Nous vous conseillons donc de sélectionner des producteurs ou éleveurs faisant des efforts minimaux sur leur communication, ou bien de prendre vous-même des photos, voire des vidéos, lorsque vous leur rendrez visite. Vous pourrez ensuite présenter ces contenus dans votre commerce.
6 - L’erreur à ne surtout pas commettre: oublier de… Communiquer sur son engagement !
L'erreur principale est d’oublier ou de ne pas prendre le temps de bien communiquer sur les démarches que l’on a mises en place. On voit très souvent des acteurs des circuits courts qui ne valorisent pas ce qu’ils font. Voici quelques recommandations pour vous aider à réfléchir et construire votre communication :
- Personnalisez et prenez le temps d’avoir de belles photos des produits et de vos partenaires. Et racontez des histoires !
- L’humain est très important dans les circuits courts.

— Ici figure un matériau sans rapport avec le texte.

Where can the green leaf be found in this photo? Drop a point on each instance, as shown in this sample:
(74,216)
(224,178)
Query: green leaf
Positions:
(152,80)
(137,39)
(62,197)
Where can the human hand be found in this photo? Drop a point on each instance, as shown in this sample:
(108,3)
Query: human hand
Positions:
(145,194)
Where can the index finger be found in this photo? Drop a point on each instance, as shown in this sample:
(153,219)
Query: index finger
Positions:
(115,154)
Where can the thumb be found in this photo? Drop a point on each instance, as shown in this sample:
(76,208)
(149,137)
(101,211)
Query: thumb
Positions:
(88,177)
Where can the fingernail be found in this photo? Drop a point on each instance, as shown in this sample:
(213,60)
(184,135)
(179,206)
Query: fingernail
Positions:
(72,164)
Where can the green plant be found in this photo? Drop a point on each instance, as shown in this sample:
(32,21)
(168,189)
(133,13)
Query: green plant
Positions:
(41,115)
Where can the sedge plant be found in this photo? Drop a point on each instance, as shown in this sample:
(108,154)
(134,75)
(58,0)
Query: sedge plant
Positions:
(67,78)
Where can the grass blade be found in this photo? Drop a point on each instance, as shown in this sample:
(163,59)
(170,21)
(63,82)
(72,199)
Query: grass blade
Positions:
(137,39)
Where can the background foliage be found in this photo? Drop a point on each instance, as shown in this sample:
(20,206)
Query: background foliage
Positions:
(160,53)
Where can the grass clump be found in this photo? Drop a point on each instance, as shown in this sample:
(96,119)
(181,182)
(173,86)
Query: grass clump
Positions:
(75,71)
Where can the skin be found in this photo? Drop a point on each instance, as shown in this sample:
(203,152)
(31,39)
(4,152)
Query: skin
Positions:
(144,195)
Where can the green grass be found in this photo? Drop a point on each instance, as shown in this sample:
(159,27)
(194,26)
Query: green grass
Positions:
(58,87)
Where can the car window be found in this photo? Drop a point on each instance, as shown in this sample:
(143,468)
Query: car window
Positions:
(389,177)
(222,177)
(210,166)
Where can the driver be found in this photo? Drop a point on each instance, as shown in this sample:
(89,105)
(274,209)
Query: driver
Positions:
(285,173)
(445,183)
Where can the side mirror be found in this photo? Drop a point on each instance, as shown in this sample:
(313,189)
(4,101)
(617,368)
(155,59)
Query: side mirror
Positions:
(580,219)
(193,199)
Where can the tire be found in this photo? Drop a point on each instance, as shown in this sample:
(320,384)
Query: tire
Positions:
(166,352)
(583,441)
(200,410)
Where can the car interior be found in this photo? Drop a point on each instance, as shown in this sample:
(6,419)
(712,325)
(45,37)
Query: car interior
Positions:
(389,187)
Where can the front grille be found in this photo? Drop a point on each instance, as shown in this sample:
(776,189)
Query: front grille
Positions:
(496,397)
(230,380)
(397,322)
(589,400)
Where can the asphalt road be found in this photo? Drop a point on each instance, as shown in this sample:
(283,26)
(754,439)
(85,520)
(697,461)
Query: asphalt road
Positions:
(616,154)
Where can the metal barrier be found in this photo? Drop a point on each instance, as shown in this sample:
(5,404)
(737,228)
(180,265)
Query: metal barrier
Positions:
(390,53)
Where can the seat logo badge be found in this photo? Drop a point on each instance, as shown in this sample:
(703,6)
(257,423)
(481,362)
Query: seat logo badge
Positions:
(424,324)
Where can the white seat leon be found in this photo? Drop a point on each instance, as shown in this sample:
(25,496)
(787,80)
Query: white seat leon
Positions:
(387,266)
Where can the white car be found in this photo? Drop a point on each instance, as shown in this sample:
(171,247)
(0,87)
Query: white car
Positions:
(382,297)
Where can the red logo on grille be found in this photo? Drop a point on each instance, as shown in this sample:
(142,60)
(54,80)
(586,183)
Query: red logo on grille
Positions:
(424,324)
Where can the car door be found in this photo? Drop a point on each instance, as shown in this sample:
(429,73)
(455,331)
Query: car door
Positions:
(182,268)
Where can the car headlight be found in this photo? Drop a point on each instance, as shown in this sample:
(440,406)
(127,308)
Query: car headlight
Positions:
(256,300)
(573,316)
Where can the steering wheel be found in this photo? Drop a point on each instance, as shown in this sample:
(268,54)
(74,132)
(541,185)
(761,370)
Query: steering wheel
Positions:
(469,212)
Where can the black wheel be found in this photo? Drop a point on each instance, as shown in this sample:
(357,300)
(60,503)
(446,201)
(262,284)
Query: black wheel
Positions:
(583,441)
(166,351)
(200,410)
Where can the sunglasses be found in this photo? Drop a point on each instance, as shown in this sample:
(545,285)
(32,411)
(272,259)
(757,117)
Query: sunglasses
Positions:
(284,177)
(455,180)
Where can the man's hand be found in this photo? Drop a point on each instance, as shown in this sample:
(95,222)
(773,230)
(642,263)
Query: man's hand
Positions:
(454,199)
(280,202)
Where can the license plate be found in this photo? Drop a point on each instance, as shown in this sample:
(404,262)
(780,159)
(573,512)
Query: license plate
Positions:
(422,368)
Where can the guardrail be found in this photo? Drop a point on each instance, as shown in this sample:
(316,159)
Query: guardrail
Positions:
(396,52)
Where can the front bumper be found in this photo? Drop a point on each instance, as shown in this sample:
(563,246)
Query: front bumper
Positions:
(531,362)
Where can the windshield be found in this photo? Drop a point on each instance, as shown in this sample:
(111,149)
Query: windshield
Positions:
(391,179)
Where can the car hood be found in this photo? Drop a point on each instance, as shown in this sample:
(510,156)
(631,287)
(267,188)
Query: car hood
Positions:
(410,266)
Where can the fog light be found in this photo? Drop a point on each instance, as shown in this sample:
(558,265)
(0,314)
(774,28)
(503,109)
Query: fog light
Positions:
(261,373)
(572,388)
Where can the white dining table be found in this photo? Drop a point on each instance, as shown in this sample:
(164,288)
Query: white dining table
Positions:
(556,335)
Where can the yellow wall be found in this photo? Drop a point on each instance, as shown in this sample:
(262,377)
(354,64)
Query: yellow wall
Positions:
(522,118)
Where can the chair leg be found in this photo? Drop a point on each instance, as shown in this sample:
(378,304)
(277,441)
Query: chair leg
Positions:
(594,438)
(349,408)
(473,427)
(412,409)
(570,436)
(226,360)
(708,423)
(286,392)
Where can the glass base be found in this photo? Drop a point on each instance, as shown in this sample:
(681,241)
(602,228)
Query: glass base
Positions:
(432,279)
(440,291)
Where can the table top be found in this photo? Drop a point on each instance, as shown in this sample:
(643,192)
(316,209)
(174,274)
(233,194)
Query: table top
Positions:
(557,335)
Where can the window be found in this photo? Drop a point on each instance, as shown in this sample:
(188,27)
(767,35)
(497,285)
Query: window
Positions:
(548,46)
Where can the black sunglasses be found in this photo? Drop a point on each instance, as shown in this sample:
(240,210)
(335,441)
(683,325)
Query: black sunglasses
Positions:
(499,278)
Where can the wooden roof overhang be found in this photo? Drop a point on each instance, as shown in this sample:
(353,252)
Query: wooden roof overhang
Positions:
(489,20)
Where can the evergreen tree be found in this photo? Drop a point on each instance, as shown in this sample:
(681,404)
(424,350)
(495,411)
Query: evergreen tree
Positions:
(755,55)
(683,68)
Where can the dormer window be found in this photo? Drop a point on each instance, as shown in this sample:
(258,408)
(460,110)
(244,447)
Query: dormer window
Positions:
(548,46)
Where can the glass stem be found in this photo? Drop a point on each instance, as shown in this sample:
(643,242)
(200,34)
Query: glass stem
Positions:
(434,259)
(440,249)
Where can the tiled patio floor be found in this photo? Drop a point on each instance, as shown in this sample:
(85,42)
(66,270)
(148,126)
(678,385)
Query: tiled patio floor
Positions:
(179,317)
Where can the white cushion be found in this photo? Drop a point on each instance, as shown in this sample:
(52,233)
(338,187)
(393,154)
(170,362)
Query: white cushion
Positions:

Mettez-vous en avant, ainsi que vos partenaires.
- Indiquez des informations complètes et transparentes sur vos produits et partenaires (Origine géographique, Mode de production, Producteur (prix payé, informations, contact…)...)
- Soyez présents sur internet avec à minima un site vitrine, et un référencement sur les annuaires gratuits
Vous êtes un acteurs de territoire et vous souhaitez être accompagné dans votre démarche ?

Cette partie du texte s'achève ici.